Ranked the 28th most livable city in the world in 2016, Hong Kong would rate even higher if it weren’t for its infamous air pollution.
The autonomous territory needed a zero-emission mode of transit, so it is building a 23-kilometer pedestrian network on its waterfront at Victoria Harbour.
HarbourLoop will connect Hong Kong Island to the Kowloon peninsula in a continuous circuit. The Building Team consists of architecture and design studio Lead 8 and engineering consultancy BuroHappold, which worked on a similar project with New York’s High Line.

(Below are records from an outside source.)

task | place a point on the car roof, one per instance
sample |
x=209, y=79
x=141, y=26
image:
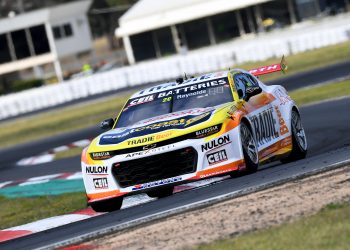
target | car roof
x=174, y=85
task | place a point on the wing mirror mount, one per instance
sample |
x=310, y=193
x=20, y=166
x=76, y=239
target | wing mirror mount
x=251, y=91
x=107, y=124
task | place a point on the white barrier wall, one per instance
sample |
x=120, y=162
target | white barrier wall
x=220, y=57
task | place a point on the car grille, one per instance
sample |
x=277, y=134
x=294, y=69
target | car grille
x=157, y=167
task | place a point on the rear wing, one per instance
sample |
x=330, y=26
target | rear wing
x=282, y=66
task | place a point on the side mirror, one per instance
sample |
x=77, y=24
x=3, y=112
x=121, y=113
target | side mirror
x=107, y=124
x=251, y=91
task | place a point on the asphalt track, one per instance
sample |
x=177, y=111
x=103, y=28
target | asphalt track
x=327, y=127
x=9, y=156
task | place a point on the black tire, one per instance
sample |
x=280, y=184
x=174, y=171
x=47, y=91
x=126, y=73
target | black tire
x=250, y=149
x=161, y=193
x=299, y=142
x=107, y=205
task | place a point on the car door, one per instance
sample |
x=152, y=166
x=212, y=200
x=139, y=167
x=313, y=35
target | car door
x=260, y=112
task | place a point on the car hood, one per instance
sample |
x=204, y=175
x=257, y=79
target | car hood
x=161, y=128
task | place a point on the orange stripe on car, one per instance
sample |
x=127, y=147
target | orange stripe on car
x=104, y=195
x=219, y=170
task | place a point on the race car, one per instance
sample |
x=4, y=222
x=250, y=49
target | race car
x=214, y=124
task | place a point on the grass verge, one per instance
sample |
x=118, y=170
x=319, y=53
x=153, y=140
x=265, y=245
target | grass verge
x=328, y=229
x=88, y=114
x=19, y=211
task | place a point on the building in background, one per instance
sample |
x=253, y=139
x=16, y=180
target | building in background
x=39, y=40
x=156, y=28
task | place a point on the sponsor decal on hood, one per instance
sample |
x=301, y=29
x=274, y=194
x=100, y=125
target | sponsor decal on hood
x=178, y=123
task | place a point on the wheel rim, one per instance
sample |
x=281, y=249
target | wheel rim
x=249, y=144
x=298, y=130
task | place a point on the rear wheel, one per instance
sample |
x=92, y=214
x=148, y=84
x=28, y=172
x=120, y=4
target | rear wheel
x=299, y=142
x=160, y=193
x=107, y=205
x=250, y=149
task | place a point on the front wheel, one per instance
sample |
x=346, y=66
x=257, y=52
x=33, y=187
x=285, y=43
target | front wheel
x=107, y=205
x=299, y=142
x=250, y=149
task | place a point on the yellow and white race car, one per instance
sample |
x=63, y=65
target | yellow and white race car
x=211, y=125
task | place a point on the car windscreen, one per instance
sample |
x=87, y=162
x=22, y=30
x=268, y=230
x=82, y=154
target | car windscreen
x=142, y=108
x=214, y=93
x=199, y=95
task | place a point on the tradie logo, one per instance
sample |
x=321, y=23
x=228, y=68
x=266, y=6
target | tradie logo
x=149, y=147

HarbourLoop's 6-meter-wide track is designed to accommodate both leisurely walkers and people commuting to work. A 1.5-km cable car, perched 60 meters above the harbor, will carry pedestrians over the west end of the harbor, and users can cross the water in the east portion of the loop via a bridge.
The goal is for the walking network to not only reduce emissions and pollution, but also stimulate the local economy. At 17,024 people per square mile, Hong Kong is one of the most densely populated regions in the world.
Developers say that 1.7 million people will be able to reach the HarbourLoop within a 10-minute walk, so the network can offer commercial opportunities for nearby shops, restaurants, and cafes.
Developers will reveal the new phase of the plan in the coming months.